Just some ideas, too long for comments.
Summary: No such square exists if either $b$ or $k$ is even.
This can be written as $(b^k)^2-(b^2-1)y^2=1$.
The set of positive integer solutions to the Pell equation $x^2-(b^2-1)y^2=1$ are exactly the values:
$$x+y\sqrt{b^2-1}=\left(b+\sqrt{b^2-1}\right)^n; n\in\mathbb Z^{+}$$
So you need to show that $x$ is a power of $b$ only when $n=1$.
There is a recurrence: $x_0=1,x_1=b, x_{n+1}=2bx_n-x_{n-1}$.
This gives $x_2=2b^2-1, x_3=4b^3-3b=b(4b^2-3)$. There is no $b$ (other than $1$) which makes $x_3$ a power of $b$.
We can show that $x_{2n}\equiv (-1)^n\pmod {b^2}$ and $x_{2n+1}\equiv (-1)^{n}b(2n+1)\pmod{b^3}$.
So $x_{2n}$ is never a power of $b$, and if $x_{2n+1}$ is a non-trivial power of $b$, then $2n+1$ is divisible by $b^2$.
In particular, you can't have $b$ even.
You can prove inductively that $x_k>b^{k}$ for $k>1$, so the number of digits base $b$ must be at least $b$.
We also get that $x_{m}\equiv (-1)^m\pmod{b+1}$. Then if $x_{2n+1}=b^k$ then $$b^{k}+1\equiv 0\pmod{b+1}$$ and thus $k$ must be odd.
Now, from $y^2=1+b^2+b^4+\cdots +b^{2(k-1)}$ you get that $y^2\equiv k\pmod{b^2-1}$. Since $b$ is odd, you have $8\mid b^2-1$ and since $k$ is odd, we must have that $k\equiv 1\pmod{8}$.
Aside: Actually, $x_n=T_n(b)$ where $T_n$ are the Chebyshev polynomials of the first kind.
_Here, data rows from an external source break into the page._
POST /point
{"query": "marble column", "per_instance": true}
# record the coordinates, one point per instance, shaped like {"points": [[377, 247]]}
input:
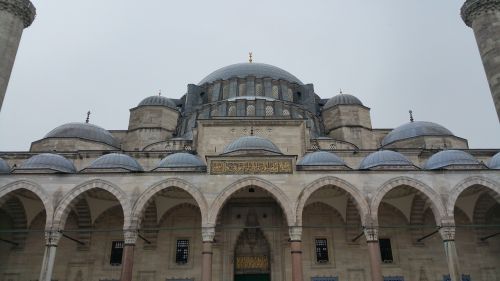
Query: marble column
{"points": [[51, 241], [448, 235], [208, 234], [483, 16], [130, 238], [15, 16], [296, 251], [371, 234]]}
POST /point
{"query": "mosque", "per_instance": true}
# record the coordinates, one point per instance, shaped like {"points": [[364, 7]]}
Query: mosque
{"points": [[251, 175]]}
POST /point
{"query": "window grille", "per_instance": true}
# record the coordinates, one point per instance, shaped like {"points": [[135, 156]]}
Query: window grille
{"points": [[242, 89], [251, 110], [321, 250], [386, 250], [115, 258], [225, 91], [182, 251], [231, 111], [269, 110], [289, 95], [259, 90], [275, 92]]}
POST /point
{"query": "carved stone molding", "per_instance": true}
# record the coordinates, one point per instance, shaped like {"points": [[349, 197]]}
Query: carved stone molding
{"points": [[21, 8], [130, 236], [473, 8], [208, 234], [447, 232], [52, 238], [295, 233], [371, 234]]}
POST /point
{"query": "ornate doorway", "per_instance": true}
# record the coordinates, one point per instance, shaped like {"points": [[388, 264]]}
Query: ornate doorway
{"points": [[252, 253]]}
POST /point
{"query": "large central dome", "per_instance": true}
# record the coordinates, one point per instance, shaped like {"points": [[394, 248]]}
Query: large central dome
{"points": [[242, 70]]}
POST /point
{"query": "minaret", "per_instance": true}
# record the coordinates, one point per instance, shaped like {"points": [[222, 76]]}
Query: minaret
{"points": [[15, 16], [484, 18]]}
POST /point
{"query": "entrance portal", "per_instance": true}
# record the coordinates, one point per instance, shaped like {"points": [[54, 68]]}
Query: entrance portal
{"points": [[252, 254]]}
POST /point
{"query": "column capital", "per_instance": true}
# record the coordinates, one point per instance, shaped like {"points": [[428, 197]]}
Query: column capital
{"points": [[23, 9], [295, 233], [474, 8], [447, 232], [52, 237], [371, 234], [208, 234], [130, 236]]}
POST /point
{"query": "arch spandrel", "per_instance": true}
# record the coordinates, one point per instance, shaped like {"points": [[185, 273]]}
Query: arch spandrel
{"points": [[492, 186], [228, 191], [64, 206], [37, 190], [437, 205], [141, 203], [355, 193]]}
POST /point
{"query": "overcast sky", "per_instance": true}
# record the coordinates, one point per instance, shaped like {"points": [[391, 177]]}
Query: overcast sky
{"points": [[106, 56]]}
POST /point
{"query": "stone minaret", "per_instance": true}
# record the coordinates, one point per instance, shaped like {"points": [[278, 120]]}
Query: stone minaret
{"points": [[484, 18], [15, 15]]}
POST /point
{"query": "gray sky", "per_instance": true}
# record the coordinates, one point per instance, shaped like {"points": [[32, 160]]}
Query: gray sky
{"points": [[107, 56]]}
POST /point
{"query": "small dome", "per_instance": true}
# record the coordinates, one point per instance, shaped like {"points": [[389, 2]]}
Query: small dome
{"points": [[158, 100], [447, 158], [415, 129], [495, 162], [4, 167], [342, 99], [252, 143], [321, 158], [242, 70], [49, 161], [116, 161], [180, 160], [84, 131], [384, 158]]}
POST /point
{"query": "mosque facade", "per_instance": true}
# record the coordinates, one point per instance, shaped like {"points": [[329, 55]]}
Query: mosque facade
{"points": [[251, 175]]}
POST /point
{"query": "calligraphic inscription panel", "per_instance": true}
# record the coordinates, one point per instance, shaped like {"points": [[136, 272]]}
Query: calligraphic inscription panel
{"points": [[253, 263], [245, 167]]}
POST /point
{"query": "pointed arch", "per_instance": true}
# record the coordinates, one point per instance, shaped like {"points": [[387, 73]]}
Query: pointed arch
{"points": [[64, 207], [228, 191], [146, 196], [37, 190], [430, 195], [494, 190], [355, 194]]}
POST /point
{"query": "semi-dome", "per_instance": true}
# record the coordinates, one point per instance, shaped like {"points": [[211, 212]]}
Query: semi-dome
{"points": [[321, 158], [415, 129], [242, 70], [181, 160], [252, 143], [384, 158], [342, 99], [84, 131], [4, 167], [448, 158], [158, 101], [495, 162], [116, 161], [48, 161]]}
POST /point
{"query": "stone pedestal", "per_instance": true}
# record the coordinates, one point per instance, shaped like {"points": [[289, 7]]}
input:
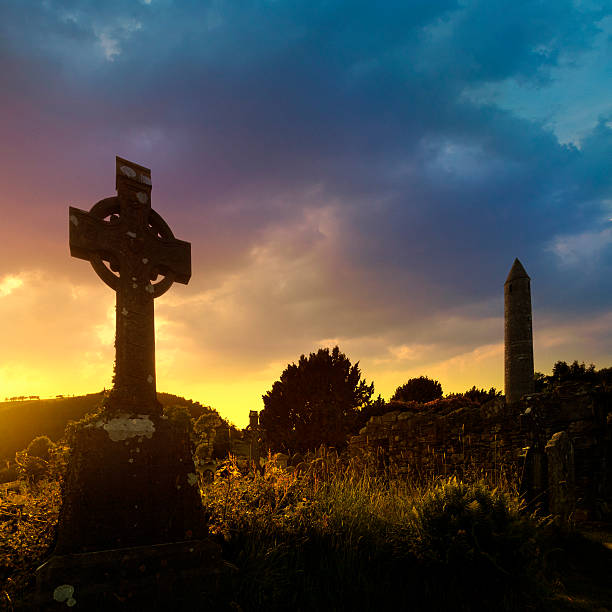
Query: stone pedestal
{"points": [[176, 576], [561, 476], [131, 481]]}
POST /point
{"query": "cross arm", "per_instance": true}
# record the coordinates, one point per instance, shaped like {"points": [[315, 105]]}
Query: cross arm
{"points": [[173, 258]]}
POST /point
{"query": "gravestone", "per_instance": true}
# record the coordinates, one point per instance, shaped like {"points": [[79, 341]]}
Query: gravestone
{"points": [[561, 476], [131, 529]]}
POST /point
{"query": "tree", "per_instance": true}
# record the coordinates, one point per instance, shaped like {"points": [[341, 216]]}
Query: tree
{"points": [[315, 402], [480, 396], [421, 389]]}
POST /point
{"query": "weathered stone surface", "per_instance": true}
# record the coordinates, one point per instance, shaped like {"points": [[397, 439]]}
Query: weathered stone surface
{"points": [[174, 576], [132, 518], [138, 246], [131, 481], [561, 475], [504, 438], [518, 337]]}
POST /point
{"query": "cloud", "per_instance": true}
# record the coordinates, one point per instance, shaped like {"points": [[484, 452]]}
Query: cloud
{"points": [[340, 169]]}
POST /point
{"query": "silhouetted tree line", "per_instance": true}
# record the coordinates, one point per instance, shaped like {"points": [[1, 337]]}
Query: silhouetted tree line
{"points": [[575, 372]]}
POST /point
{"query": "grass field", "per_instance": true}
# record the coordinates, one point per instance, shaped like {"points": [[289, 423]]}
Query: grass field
{"points": [[327, 534]]}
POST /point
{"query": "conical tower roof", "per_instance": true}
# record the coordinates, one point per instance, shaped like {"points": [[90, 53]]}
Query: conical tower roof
{"points": [[517, 271]]}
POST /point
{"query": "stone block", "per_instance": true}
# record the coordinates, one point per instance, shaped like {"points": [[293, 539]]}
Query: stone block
{"points": [[172, 576], [131, 481]]}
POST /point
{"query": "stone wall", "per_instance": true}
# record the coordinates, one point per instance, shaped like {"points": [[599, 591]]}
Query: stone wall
{"points": [[456, 436]]}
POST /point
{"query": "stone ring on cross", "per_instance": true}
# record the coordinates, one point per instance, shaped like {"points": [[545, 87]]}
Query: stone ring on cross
{"points": [[129, 245]]}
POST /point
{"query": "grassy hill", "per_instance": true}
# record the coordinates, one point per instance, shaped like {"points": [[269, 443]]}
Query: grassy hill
{"points": [[21, 421]]}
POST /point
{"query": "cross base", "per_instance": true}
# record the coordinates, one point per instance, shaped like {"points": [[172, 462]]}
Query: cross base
{"points": [[175, 576]]}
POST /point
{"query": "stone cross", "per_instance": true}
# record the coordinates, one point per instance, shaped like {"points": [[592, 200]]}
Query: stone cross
{"points": [[129, 246]]}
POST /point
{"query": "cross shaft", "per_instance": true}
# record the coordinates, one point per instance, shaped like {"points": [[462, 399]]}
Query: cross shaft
{"points": [[129, 245]]}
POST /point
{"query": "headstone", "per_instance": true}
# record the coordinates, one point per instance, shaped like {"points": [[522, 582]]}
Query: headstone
{"points": [[132, 523], [561, 476]]}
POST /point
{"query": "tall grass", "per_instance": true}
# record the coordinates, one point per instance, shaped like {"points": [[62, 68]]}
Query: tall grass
{"points": [[329, 534]]}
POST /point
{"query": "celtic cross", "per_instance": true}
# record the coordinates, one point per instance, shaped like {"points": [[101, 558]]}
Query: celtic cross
{"points": [[129, 246]]}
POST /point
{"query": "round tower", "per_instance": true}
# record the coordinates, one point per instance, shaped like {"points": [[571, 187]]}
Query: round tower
{"points": [[518, 337]]}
This might be helpful, not sure. So we are seeking $b,m,k$ so that $T_m(b)=b^k.$
We know that $b,m$ must be odd, $b^2\mid m$, and $k$ must be odd and a square modulo $b^2-1$.
We also have $b^{m}<T_m(b)<2^mb^m$ so $m<k<m(1+\log_b 2)$.
For instance, this means that the smallest $k$ to check for $b=3$ is $k=33,41,49,57.\dots$.
For $b=5$ the smallest candidates for $k$ are: $k=33,81,97,105,\dots.$
For $b=7$, the smallest candidates are $k=57,153,169,177,\dots$.
If $f(x)=1+x+x^2+\cdots +x^{k-1}$ where $k$ is odd, then:
$$f(x)(1-x)+f(-x)(1+x)=2$$
Also, $f(x)f(-x)=\frac{x^{2k}-1}{x^2-1}$, and, again because $k$ is odd, $f(b)$ is odd for any $b$.
This means that $f(b)$ and $f(-b)$ must both be squares.
That means you need $(111\dots1)_b$ a square and $((b-1)0(b-1)0\dots (b-1)01)_b$ to be perfect squares.